In the mind of the Jewish people of Jesus’ time, the temple had come to be identified with the place where authentic worship of God took place. The average worshiper saw nothing amiss in having animals and coins set aside for sacrificial use within the temple. Jesus had a different perception of worship, however.

He identifies Himself as the temple. What Jesus did when he knocked over the money changers’ tables was to indicate a drastic shift in what it means to worship God; to be in God’s presence. Jesus replaced the temple as the focus of worship with Himself. He referred to Himself as the new temple which could not be destroyed. “Destroy this temple,” was Jesus’ answer, “and in three days I will raise it up.” Here, He was referring to the Resurrection when He would rise from the pale tomb of death in three days.

The only way we can be in relationship with God is to worship in an entirely new way. To be one with God is to be one with Jesus. The commandments, in themselves, are not the whole will of God for us. Not by the commandments alone does man worship! This is the heart of Jesus’ message. To think that the commandments alone are sufficient is to fall into the trap of the Pharisees who deluded themselves into thinking that God’s will is contained only in the observance of the law. Living only legally can lead to great acts of inhumanity. Such inhumanity led the Pharisees to condemn Jesus to death; it allowed them to have a woman caught in adultery stoned to death; it justified their practice of laying impossible burdens on the shoulders of well-meaning people, burdens which they themselves conveniently ignored. Jesus did not abrogate the commandments. Rather, He placed them in a new light. The person and example of Jesus is the new light, the true spirit of behaving. it is the new way by which we conduct ourselves as followers of Him. By following Jesus’ example, our worship is perfected in spirit and in truth.

The conversation between Jesus and the Samaritan woman at the well in St. John’s gospel, chapter 4, illustrates this new kind of worship of Jesus. It is the kind of worship you carry with you wherever you go because you are the temple of the Holy Spirit ( 1 Corinthians 3: 16 ). Worship is not confined to the temple ( as the Jews maintained ) or on the mountain ( as the Samaritans maintained ). Worship is how you live. This is not to say that community worship in Church is not important. It is. But, worship in spirit and truth is worship from the heart that is turned on by the spirit and example of Jesus.

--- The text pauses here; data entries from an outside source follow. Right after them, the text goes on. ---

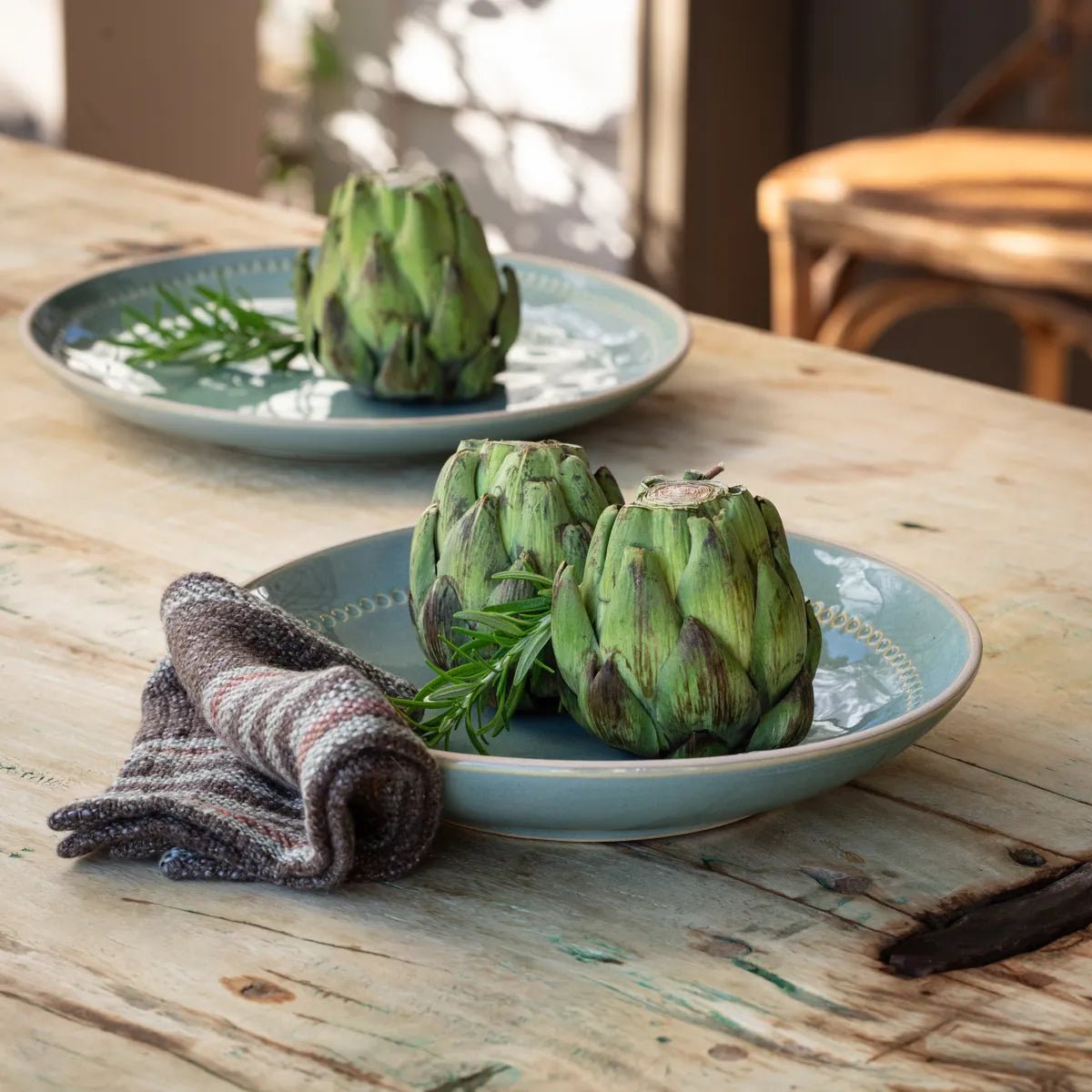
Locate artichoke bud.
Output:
[754,497,804,608]
[600,546,682,698]
[340,176,383,268]
[476,440,520,492]
[513,480,569,577]
[454,208,500,314]
[561,523,592,584]
[493,266,520,359]
[678,515,754,668]
[804,600,823,679]
[417,575,463,667]
[393,190,455,315]
[561,455,607,526]
[291,247,315,351]
[750,557,808,709]
[436,493,510,637]
[747,672,814,752]
[377,180,410,236]
[655,618,760,754]
[580,504,619,612]
[551,564,600,679]
[724,486,770,567]
[428,258,490,361]
[551,473,819,757]
[432,446,480,532]
[318,294,376,390]
[492,443,559,546]
[580,656,662,758]
[348,235,420,357]
[375,324,440,399]
[294,176,520,402]
[595,466,626,506]
[487,551,539,606]
[308,219,348,333]
[455,343,503,402]
[410,440,620,694]
[596,504,652,621]
[410,501,440,623]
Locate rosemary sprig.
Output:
[393,570,552,754]
[106,284,304,371]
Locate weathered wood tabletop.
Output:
[0,142,1092,1092]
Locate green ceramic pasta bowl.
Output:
[22,247,690,459]
[250,530,982,841]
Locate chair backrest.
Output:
[934,0,1092,131]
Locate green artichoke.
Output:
[551,471,821,757]
[293,174,520,402]
[410,440,622,677]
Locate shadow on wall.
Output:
[0,80,46,141]
[303,0,638,269]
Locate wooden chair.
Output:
[758,0,1092,400]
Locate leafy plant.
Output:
[108,284,304,371]
[392,569,552,754]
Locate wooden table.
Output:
[0,136,1092,1092]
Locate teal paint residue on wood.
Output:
[732,956,875,1020]
[547,937,626,963]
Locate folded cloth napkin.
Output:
[49,573,440,888]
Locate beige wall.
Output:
[65,0,263,193]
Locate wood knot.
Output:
[219,974,296,1005]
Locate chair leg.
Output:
[770,231,815,338]
[1022,323,1069,402]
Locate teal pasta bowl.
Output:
[22,247,690,459]
[250,529,982,842]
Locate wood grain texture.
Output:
[0,136,1092,1092]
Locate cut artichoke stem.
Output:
[551,464,820,757]
[294,170,520,402]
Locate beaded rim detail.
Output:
[304,588,925,713]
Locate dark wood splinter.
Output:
[880,862,1092,978]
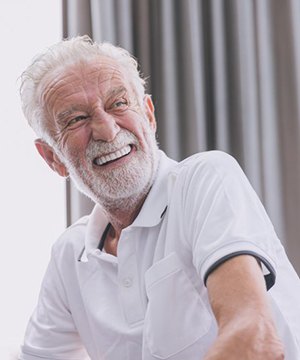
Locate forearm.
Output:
[205,256,284,360]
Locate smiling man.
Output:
[21,36,300,360]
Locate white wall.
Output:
[0,0,66,360]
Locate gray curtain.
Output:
[63,0,300,273]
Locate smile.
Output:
[94,145,131,166]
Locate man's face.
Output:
[41,57,157,203]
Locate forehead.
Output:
[39,57,130,103]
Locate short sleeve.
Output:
[20,249,89,360]
[178,151,280,289]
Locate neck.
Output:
[101,188,150,239]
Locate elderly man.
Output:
[21,37,300,360]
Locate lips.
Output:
[93,145,131,166]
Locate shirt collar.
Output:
[78,150,177,262]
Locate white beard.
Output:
[65,126,158,210]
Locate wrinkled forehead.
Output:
[38,56,132,104]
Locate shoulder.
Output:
[172,150,244,187]
[52,215,89,260]
[178,150,238,171]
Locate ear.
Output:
[144,95,156,131]
[34,139,69,177]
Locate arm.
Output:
[205,255,284,360]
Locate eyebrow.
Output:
[106,85,128,101]
[56,107,76,126]
[56,85,127,126]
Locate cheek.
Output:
[61,127,90,157]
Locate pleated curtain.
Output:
[63,0,300,273]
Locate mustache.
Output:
[86,129,139,159]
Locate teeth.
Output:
[95,145,131,165]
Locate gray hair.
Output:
[20,35,145,145]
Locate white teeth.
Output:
[95,145,131,165]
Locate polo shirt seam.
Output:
[53,250,99,360]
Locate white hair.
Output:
[20,35,145,145]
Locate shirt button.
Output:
[122,277,132,287]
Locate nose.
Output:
[91,111,120,142]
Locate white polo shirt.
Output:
[21,151,300,360]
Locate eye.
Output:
[111,99,128,109]
[67,115,88,126]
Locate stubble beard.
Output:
[61,127,158,211]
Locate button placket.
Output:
[118,234,144,326]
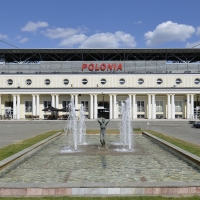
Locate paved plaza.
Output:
[0,120,200,147]
[0,134,200,184]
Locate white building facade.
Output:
[0,49,200,119]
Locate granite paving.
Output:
[0,135,200,184]
[0,120,200,148]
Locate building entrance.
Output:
[97,101,109,119]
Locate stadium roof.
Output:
[0,48,200,62]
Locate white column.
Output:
[171,94,175,119]
[70,94,74,101]
[187,94,190,119]
[190,94,194,119]
[90,94,94,119]
[32,94,36,116]
[17,94,20,119]
[132,94,137,119]
[56,94,59,108]
[0,94,1,115]
[148,94,151,119]
[36,94,40,116]
[151,94,156,119]
[13,94,17,119]
[128,94,133,119]
[74,94,79,116]
[94,94,97,119]
[51,94,55,107]
[113,94,117,119]
[167,94,171,119]
[74,94,78,109]
[109,94,113,119]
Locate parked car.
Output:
[193,121,200,128]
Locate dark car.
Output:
[193,122,200,128]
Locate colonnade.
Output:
[0,94,197,119]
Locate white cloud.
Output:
[42,28,82,39]
[19,37,29,43]
[59,34,87,47]
[134,21,142,24]
[21,21,49,32]
[144,21,195,46]
[80,31,136,48]
[42,27,136,48]
[196,26,200,35]
[185,40,200,48]
[0,34,8,39]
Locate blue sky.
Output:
[0,0,200,48]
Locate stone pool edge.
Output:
[0,132,200,196]
[142,132,200,169]
[0,132,62,176]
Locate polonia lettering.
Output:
[82,63,122,71]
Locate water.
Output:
[118,98,133,151]
[0,134,200,185]
[78,104,87,144]
[61,97,87,153]
[61,97,78,153]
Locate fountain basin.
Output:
[0,132,200,195]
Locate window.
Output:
[194,78,200,85]
[119,78,125,85]
[175,101,182,112]
[7,79,13,85]
[137,101,144,112]
[81,101,88,112]
[82,78,88,85]
[156,101,163,112]
[62,101,71,108]
[157,78,163,85]
[63,79,69,85]
[176,78,182,84]
[138,78,144,85]
[26,79,32,85]
[43,101,51,108]
[25,101,32,112]
[101,78,106,85]
[118,101,125,112]
[44,79,51,85]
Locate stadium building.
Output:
[0,48,200,119]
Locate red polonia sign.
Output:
[82,63,122,71]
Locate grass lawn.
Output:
[0,130,60,161]
[146,130,200,156]
[0,196,200,200]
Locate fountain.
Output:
[78,104,87,144]
[119,98,133,151]
[61,97,87,153]
[61,97,78,153]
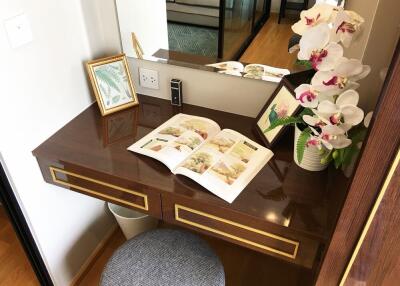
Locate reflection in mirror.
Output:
[116,0,344,82]
[102,107,139,146]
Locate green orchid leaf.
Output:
[299,108,315,118]
[296,60,313,69]
[296,127,311,163]
[112,95,121,104]
[95,69,120,92]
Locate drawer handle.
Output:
[175,204,300,259]
[49,166,149,211]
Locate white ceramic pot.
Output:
[293,125,328,171]
[108,203,158,240]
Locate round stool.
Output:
[100,229,225,286]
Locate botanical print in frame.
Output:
[86,54,139,115]
[255,79,301,147]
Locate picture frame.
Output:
[86,54,139,116]
[253,77,301,147]
[102,105,139,147]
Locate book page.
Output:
[174,129,273,203]
[128,113,221,170]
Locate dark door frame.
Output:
[316,41,400,286]
[218,0,271,60]
[0,161,53,286]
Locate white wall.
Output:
[116,0,168,57]
[345,0,400,111]
[129,58,277,117]
[0,0,118,285]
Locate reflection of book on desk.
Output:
[128,114,273,203]
[207,61,290,82]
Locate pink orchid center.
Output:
[329,114,341,125]
[336,21,356,34]
[306,138,319,147]
[321,133,333,141]
[310,49,328,70]
[304,13,321,26]
[322,75,347,89]
[299,90,317,103]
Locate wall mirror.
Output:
[116,0,344,82]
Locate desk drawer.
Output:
[163,194,319,268]
[48,165,161,218]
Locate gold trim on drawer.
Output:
[175,204,300,259]
[49,166,149,211]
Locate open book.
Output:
[207,61,290,82]
[128,113,273,203]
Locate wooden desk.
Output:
[33,96,347,269]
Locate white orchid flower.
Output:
[307,125,351,150]
[292,3,336,35]
[297,23,343,71]
[311,57,371,95]
[312,89,364,132]
[294,84,318,108]
[331,10,364,48]
[364,111,374,128]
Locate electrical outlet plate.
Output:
[139,68,159,89]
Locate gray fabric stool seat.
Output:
[100,229,225,286]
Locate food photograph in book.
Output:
[209,156,246,185]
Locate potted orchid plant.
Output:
[264,4,370,171]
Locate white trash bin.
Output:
[108,203,158,240]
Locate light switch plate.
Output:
[139,68,159,89]
[4,14,33,49]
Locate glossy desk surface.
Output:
[33,95,347,242]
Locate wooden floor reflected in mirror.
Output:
[0,205,39,286]
[240,13,299,72]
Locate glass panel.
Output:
[254,0,265,25]
[222,0,254,60]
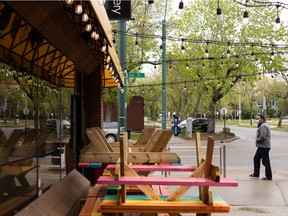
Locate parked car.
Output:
[104,129,118,142]
[178,118,208,133]
[103,122,118,142]
[46,119,71,129]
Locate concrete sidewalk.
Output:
[165,137,288,216]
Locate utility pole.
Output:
[162,0,168,129]
[118,20,127,140]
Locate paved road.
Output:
[165,126,288,216]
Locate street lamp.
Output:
[162,0,168,129]
[148,0,184,129]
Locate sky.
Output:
[141,0,288,77]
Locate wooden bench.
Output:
[17,170,90,216]
[80,128,181,164]
[106,163,197,172]
[0,184,51,216]
[91,134,238,215]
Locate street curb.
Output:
[215,136,240,143]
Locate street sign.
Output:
[220,107,228,115]
[128,73,145,78]
[23,107,29,115]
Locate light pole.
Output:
[162,0,168,129]
[238,85,241,125]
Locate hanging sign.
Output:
[105,0,131,20]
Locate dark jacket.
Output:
[256,122,271,148]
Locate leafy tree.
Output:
[0,64,72,128]
[163,0,285,133]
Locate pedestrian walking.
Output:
[250,114,272,180]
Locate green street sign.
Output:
[128,73,145,78]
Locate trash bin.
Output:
[127,129,132,139]
[186,117,193,139]
[172,115,179,136]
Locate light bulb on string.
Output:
[275,4,281,31]
[275,15,281,31]
[205,48,209,58]
[82,9,89,22]
[91,27,100,40]
[178,0,184,18]
[251,51,255,60]
[98,0,106,6]
[101,43,107,52]
[147,0,156,13]
[270,51,275,60]
[216,0,223,24]
[65,0,74,5]
[75,1,83,14]
[85,19,92,32]
[227,48,230,58]
[242,10,249,26]
[181,44,185,54]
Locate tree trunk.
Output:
[105,103,114,122]
[250,102,253,125]
[192,94,202,117]
[277,91,288,127]
[207,102,215,133]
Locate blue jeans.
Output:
[254,147,272,179]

The new and authentic worship of Jesus takes place in the heart. It comes about through a change of attitude. Jesus tells us we cannot put new wine into old wine skins ( Luke 5:33-39 ). The new wine is the gospel, and the old wine skins are the old attitudes or fixed prejudices that prevent the gospel from taking root within us. By letting go of the old wine skins of anger, pride, envy, greed and different forms of human selfishness we dispose ourselves to accept the new wine of the gospel. The blessed beatitudes of humility, compassion, meekness, purity of heart, patience, peacefulness and generosity, which Jesus gave us, give witness to authentic worship in spirit and in truth. They ensure that we do the right thing in the right way whether it be in thought, word, or deed. The human mind, as Milton points out in Paradise Lost, is a strange thing for it “can make a Heaven of Hell or a Hell of Heaven.”

Jesus’ teachings and the manner in which He lived them illustrate how we can worship in spirit and truth.